Disclaimer: A mere mortal’s attempt to understand the cosmos.
Thread I: First PC
Around 9 years old, I built my first PC. To be fair, my elder brother helped me quite a bit. But I retain my bragging rights at family get-togethers for being the first to turn it on. It ran an Intel Pentium I processor, clocked @1.9 Ghz, 8MB RAM, and 1.9 GB of storage.
Once it was powered up, it’s not hard to imagine what we did first. Wolf 3D and NFS - we lost ourselves in the digital realm of PC gaming. As impressed as we were by our creation, we hungered for more. We saved our pocket money and were able to eventually buy an extra 8MB of RAM to run our games more smoothly.
Well, that was decades ago. And after having studied Electronics and Microprocessor Design and working for a HW company, it’s fair to say that I have built hundreds of machines.
It is surreal to look back on these memories as I type on my Daily Driver, fitted with an Intel i9 9980XE 18 Core CPU @4.5 GHz, with 128GB of RAM, Dual Titan RTX Graphic Cards, 16TB of storage, an Optane 3D Xpoint 905P SSD (plugged directly to PCie 4X lanes), a HDDL (High Density Deep Learning) Mustang Card (PCie), and an Arria 10 FPGA card.
Why elaborate on the specs of this machine? I want to showcase the delta between my first and current PC. The difference in architecture is extreme.
Thread II: Scalar, Vector, Matrix, and Spatial
Let’s talk about architecture. In the last couple of years at Intel, I stretched my knowledge on the various kinds of architecture in use. And I was fortunate enough to have crossed paths with architects behind the cores of the iPhone, Xbox, PS4, and Tesla’s Autopilot.
The architecture of the modern computing world comes in four variants.
Scalar: CPU Architecture
Vector: GPU Architecture
Matrix: AI Architecture
Spatial: FPGA or ASICs etc
This difference in architecture comes down to the dimensionality of the arrays being operated upon, as well as which kind of workload operates on what kind of data array. Though theoretically, any Turing complete core can compute any kind of data array. But the “elegance” with which it operates will vary.
Thread III: SKU’s
I have built SKUs of Binary Engines for systems ranging from hand-held platforms to server racks. To be more precise, they can be articulated as:
FPGA (Field Programmable Gate Arrays): Logic is hard-coded and synthesized down to its Configurable Logic Blocks, with no middle layers of abstraction in between.
Wearables: Low Power Battery-Operated x86 SKU’s. Intended for mobile-friendly workloads.
High-end Workstations: No compromise on Specs. EinRig is an example of that.
Server Racks: Building server racks is like building a skyscraper. It’s about channeling the workloads to each “apartment” in an elegant way. Whether you scale-in or scale-out, or take the route of an external NIC, or spread it internally via the PCIe lanes, it's all a function of the workload’s expectations. Last year, I built and named my server rack “Gothmog” (if there’s any Silmarillion fans out there…).

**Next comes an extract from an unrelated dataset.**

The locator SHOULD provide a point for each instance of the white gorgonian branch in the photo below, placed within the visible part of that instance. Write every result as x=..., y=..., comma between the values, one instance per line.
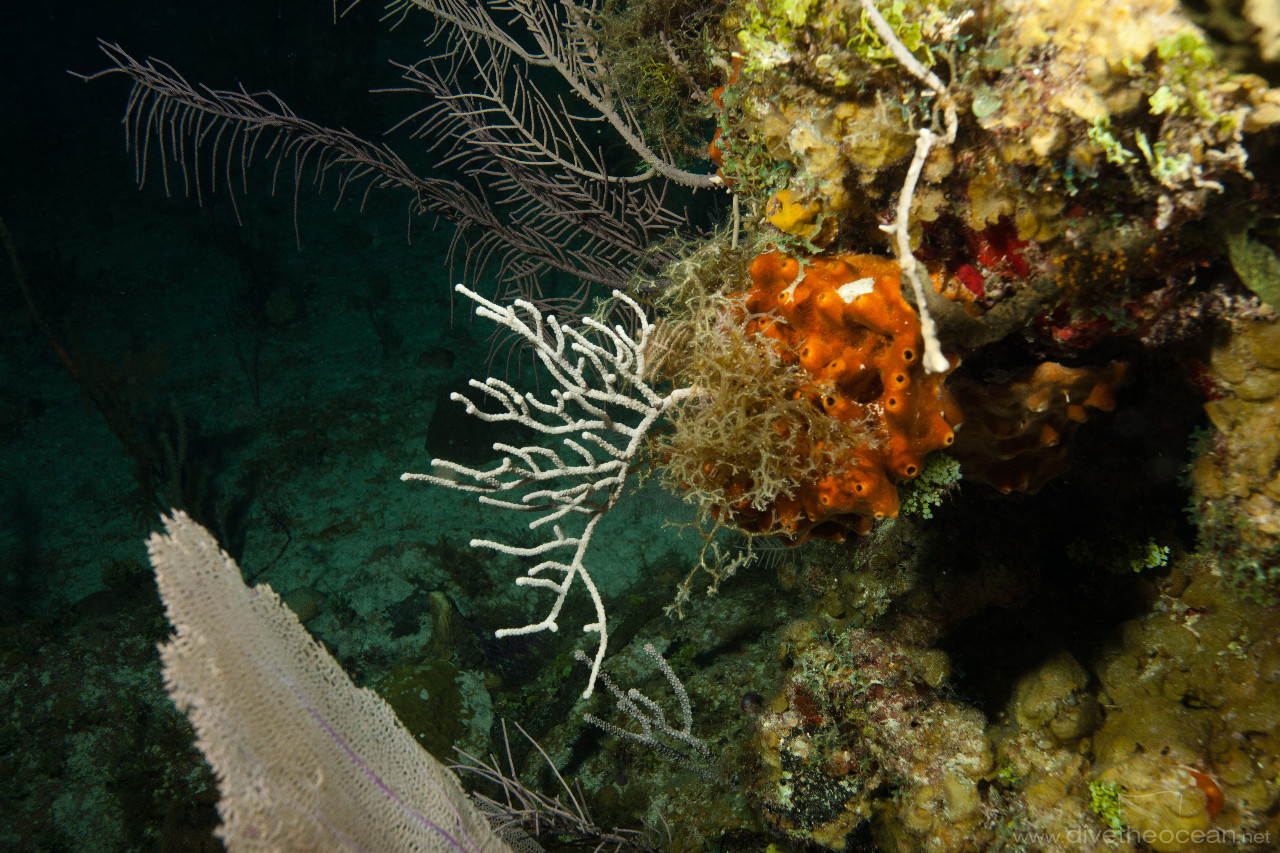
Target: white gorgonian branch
x=933, y=359
x=603, y=407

In my experience, I have realized that all computers are, in essence, the same. It’s the scale and point of reference that vary. Computers have four primary, complementary components:
Cores
Memory
Interconnects
Peripherals
Thread IV: Indie
Many of my experiments derived from my own personal needs, which, over time, turned into a research methodology called “Participant Observation.” My needs were a product of my interests in graphics, prototyping, media editing, sound design, etc. By understanding these needs, I was able to empathize with the possible end users.
Over the last year, the indie retro gaming scene has also caught my attention (I wonder if my recent affection towards Synthwave music has triggered that).
So, here I was, looking at diverse ends of the spectrum of computing: HPC (High Performance Computing) and indie core-driven retro.
There is beauty in both (plus it’s fun to get the hands dirty sometimes).
Thread V: Note to future self
What would you do if you had one ExaFlop at your disposal?